The concern I have heard has come largely from smaller growers like our farm. We are a small to medium size grower in our area with limited staff. Most of the “paper work” gets done in the evenings after a full days work on the farm. This has been the concern of smaller growers that I have heard, is the amount of time and paper work documentation that will be required to complete the requirements to comply with the program. 


One fact to remember is that the program is voluntary, however, if enough growers opt to utilize the program, this could make it difficult for other growers to opt out, and still sell their pecans at a fair market price. 


Another concern I have heard from growers is “what’s the benefit for me”. Some growers I have spoken with see this as beneficial for shellers and retailers to have available another marketing tool, but see this as only more paper work with possibly no benefit to them. Another grower mentioned the pecan imports and how this would affect imported pecans, as shellers and brokers import ever more pecans from Mexico and South Africa, how would these pecans be effected and would they be subject to the same standards at any point. I would think that imports would not be effected as this is a voluntary program currently. 


I can not speak to the amount of time required for compliance as the program is new and I have had very little time to see what will actually be required of our farm to utilize the program and be in compliance. 


The program does look well constructed and addresses major factors in the changing food industry. I have no doubt the program is well thought out, as Mr.
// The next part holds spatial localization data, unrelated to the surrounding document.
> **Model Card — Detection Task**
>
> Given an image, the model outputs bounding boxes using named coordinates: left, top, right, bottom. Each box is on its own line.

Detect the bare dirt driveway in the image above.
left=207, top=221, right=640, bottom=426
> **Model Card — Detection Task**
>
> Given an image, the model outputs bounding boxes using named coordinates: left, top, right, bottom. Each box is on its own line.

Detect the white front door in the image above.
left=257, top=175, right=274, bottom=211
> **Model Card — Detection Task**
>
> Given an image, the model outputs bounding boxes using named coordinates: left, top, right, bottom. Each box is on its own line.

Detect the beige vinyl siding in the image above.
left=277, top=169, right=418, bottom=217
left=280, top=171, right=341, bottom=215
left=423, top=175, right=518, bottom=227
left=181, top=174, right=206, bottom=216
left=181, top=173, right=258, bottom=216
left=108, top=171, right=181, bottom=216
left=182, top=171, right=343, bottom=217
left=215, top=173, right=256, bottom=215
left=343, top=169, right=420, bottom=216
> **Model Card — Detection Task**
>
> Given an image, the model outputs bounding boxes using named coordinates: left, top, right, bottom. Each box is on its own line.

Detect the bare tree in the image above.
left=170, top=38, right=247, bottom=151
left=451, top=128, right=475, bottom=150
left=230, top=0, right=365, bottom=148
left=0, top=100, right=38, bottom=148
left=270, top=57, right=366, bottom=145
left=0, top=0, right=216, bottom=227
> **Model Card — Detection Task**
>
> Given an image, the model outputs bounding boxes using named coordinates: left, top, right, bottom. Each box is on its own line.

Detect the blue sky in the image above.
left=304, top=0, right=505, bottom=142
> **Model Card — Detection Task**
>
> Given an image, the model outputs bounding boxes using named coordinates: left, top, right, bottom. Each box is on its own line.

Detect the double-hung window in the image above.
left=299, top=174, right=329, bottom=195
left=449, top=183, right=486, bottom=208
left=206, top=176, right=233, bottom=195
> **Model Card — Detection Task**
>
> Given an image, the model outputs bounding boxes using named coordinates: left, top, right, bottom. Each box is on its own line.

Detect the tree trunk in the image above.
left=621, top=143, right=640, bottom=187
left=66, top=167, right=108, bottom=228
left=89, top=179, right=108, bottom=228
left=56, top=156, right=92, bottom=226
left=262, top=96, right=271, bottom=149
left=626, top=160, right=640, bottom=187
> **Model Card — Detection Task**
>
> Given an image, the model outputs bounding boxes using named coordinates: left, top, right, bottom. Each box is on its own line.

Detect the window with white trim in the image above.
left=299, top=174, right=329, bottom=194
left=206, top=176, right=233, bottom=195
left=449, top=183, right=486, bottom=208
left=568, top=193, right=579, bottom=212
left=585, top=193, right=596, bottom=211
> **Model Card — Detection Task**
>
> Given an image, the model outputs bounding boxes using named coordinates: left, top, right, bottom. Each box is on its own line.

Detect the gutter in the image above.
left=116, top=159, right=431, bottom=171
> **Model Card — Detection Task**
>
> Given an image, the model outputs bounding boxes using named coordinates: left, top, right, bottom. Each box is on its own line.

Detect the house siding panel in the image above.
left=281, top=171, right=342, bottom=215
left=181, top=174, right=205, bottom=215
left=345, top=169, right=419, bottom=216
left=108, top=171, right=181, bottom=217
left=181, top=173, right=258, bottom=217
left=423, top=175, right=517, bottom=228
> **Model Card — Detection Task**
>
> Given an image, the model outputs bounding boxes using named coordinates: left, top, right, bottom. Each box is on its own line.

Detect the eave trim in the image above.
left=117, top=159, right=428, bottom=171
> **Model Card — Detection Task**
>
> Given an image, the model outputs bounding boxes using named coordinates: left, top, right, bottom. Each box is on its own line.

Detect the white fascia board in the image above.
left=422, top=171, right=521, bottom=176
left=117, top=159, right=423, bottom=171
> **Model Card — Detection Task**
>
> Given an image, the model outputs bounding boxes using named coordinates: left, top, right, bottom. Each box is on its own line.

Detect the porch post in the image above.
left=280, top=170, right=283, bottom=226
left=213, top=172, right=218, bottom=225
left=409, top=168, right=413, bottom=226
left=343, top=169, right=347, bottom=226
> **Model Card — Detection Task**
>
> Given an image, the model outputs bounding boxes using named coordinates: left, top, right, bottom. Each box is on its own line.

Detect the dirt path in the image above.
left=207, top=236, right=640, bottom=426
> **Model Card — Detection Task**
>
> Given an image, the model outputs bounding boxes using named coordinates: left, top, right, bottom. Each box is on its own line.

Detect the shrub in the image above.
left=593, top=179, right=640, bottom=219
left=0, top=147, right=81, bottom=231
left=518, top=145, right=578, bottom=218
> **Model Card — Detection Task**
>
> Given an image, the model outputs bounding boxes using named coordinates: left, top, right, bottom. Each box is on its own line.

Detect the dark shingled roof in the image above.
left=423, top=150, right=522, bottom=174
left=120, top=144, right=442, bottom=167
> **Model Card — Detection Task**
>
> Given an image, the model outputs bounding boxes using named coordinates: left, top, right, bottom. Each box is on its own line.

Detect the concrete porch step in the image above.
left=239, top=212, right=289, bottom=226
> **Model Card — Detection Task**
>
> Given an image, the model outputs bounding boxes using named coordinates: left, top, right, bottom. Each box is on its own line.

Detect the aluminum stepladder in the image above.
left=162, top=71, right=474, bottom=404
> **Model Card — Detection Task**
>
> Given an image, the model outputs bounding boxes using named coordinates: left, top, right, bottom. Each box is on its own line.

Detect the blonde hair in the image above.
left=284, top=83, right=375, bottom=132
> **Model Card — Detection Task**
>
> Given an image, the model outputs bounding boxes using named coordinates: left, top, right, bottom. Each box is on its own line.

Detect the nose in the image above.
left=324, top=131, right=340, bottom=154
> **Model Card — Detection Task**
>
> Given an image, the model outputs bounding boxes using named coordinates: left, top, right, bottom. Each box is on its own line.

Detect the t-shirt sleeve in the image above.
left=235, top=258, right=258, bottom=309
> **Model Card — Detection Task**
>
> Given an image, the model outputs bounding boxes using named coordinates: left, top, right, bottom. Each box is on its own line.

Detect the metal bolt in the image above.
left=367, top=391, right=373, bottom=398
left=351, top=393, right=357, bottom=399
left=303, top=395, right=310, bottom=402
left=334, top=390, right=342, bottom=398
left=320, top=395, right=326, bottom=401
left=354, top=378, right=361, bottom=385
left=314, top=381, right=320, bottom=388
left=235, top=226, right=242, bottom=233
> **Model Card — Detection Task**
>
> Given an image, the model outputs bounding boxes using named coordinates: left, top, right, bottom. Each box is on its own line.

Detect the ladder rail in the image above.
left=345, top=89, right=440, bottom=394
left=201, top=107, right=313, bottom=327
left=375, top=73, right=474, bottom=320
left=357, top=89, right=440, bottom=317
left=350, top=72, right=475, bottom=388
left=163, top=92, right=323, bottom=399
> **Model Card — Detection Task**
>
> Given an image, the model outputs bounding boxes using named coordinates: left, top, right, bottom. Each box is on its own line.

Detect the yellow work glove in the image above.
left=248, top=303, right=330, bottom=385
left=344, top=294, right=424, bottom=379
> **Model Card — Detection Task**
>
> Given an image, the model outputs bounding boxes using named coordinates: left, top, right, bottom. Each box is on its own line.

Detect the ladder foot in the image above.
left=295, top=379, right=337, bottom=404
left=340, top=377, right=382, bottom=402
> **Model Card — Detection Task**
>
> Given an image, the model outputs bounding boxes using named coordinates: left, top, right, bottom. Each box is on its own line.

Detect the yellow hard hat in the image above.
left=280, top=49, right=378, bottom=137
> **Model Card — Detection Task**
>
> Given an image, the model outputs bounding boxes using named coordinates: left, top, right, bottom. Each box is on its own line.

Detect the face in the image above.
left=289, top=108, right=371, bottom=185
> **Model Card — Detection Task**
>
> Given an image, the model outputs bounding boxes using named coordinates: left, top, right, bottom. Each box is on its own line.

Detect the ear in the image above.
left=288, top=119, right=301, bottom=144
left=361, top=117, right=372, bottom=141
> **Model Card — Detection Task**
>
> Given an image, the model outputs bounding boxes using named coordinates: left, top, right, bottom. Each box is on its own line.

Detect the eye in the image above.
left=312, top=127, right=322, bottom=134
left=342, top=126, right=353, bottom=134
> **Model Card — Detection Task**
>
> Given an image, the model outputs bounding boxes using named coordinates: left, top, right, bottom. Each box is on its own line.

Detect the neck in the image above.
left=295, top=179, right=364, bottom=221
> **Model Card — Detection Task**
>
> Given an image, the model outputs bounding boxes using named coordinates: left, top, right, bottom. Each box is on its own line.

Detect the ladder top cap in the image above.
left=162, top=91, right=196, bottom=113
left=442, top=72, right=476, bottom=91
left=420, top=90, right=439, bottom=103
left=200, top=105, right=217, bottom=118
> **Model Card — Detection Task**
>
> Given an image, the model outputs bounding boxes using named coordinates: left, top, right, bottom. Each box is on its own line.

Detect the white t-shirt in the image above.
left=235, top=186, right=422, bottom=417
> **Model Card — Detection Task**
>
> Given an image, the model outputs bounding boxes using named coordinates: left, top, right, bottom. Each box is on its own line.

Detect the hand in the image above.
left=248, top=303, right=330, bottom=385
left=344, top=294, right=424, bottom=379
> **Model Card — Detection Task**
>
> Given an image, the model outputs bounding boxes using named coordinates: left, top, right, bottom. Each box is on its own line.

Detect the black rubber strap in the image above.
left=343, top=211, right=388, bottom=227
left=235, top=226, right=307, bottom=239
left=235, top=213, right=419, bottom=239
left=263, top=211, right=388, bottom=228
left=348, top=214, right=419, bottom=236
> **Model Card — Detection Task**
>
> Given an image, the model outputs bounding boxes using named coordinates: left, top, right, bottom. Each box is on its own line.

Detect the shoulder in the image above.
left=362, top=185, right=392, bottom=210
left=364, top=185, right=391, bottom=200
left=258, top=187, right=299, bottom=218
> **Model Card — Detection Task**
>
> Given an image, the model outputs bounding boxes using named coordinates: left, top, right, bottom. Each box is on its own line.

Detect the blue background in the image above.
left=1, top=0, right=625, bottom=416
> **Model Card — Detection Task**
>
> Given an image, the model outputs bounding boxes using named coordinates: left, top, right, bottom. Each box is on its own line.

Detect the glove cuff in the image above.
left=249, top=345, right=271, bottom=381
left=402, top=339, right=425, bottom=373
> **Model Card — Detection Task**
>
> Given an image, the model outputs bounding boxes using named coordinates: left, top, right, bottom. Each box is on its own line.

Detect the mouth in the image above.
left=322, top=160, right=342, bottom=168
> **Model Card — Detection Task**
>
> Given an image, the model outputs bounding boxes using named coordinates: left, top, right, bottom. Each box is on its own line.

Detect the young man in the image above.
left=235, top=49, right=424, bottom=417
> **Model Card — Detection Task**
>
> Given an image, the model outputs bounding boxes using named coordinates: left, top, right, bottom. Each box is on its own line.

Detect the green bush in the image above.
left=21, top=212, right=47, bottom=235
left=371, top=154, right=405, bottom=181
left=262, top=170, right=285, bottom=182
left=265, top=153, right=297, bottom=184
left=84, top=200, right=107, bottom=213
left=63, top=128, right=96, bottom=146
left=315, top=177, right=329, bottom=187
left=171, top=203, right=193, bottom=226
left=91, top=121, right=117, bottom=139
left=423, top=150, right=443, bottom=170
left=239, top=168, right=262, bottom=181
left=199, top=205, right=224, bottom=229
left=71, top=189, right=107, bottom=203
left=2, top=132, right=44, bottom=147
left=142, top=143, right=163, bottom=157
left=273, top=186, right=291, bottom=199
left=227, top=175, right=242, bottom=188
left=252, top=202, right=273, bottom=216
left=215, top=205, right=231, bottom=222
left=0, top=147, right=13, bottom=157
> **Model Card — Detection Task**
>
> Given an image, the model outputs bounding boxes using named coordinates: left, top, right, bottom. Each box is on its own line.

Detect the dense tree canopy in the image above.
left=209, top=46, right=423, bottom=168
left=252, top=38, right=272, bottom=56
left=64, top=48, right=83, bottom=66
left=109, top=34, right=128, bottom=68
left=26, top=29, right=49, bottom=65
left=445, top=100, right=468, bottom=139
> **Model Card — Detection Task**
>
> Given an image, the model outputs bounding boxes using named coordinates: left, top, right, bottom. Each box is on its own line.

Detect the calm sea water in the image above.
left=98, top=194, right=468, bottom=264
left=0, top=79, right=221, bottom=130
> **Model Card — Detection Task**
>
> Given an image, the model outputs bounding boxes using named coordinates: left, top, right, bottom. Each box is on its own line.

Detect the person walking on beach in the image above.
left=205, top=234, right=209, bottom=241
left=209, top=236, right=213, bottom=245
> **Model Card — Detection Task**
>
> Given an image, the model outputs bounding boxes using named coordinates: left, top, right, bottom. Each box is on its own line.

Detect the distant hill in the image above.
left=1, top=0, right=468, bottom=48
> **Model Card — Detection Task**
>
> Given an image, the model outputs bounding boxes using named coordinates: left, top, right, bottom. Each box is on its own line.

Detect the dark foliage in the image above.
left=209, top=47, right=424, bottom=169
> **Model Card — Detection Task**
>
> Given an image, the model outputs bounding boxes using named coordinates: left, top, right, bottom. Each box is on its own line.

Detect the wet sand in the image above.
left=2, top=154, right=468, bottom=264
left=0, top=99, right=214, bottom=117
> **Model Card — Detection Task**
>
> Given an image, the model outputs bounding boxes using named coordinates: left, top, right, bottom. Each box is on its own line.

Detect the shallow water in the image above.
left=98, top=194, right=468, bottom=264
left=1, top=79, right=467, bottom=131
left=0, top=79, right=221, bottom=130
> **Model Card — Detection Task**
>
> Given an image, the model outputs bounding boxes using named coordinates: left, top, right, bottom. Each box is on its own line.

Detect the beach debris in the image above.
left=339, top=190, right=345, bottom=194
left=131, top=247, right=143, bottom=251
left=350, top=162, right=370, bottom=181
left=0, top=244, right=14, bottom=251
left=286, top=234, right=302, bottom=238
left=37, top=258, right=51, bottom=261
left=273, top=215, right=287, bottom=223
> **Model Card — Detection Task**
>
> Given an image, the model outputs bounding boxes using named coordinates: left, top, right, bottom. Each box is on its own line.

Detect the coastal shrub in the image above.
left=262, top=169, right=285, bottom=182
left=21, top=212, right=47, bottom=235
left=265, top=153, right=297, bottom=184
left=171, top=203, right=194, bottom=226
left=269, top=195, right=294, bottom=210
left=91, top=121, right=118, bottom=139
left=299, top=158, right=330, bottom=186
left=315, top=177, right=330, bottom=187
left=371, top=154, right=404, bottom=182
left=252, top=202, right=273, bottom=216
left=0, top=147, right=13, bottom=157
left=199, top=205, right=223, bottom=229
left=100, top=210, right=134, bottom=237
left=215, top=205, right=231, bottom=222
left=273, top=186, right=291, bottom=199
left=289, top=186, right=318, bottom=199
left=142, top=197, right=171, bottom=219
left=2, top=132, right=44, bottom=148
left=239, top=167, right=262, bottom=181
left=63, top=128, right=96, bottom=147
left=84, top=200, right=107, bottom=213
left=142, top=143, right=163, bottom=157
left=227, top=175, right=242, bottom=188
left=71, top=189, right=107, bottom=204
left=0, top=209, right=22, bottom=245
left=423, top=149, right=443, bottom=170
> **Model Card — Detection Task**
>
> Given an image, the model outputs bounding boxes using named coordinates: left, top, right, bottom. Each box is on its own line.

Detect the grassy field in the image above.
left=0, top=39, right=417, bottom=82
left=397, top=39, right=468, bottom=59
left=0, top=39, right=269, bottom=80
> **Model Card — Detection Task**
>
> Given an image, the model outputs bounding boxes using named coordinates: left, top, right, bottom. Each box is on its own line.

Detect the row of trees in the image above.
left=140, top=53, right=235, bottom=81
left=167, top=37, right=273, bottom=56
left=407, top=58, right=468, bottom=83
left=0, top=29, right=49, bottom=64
Ott is quite experienced in the food safety and planning arena, having been working in food safety consulting with his own firm since 2007 with Ott & Davison Consulting LLC. 



After I have had time to look through the program and address the cost associated with designing a plan for our farm I will be able to better convey how this program might work for a farm of our size. 



For now be sure to keep an eye out for the APC tour and be sure to attend and ask questions about the new Voluntary Quality Assurance Program for the American Pecan Industry.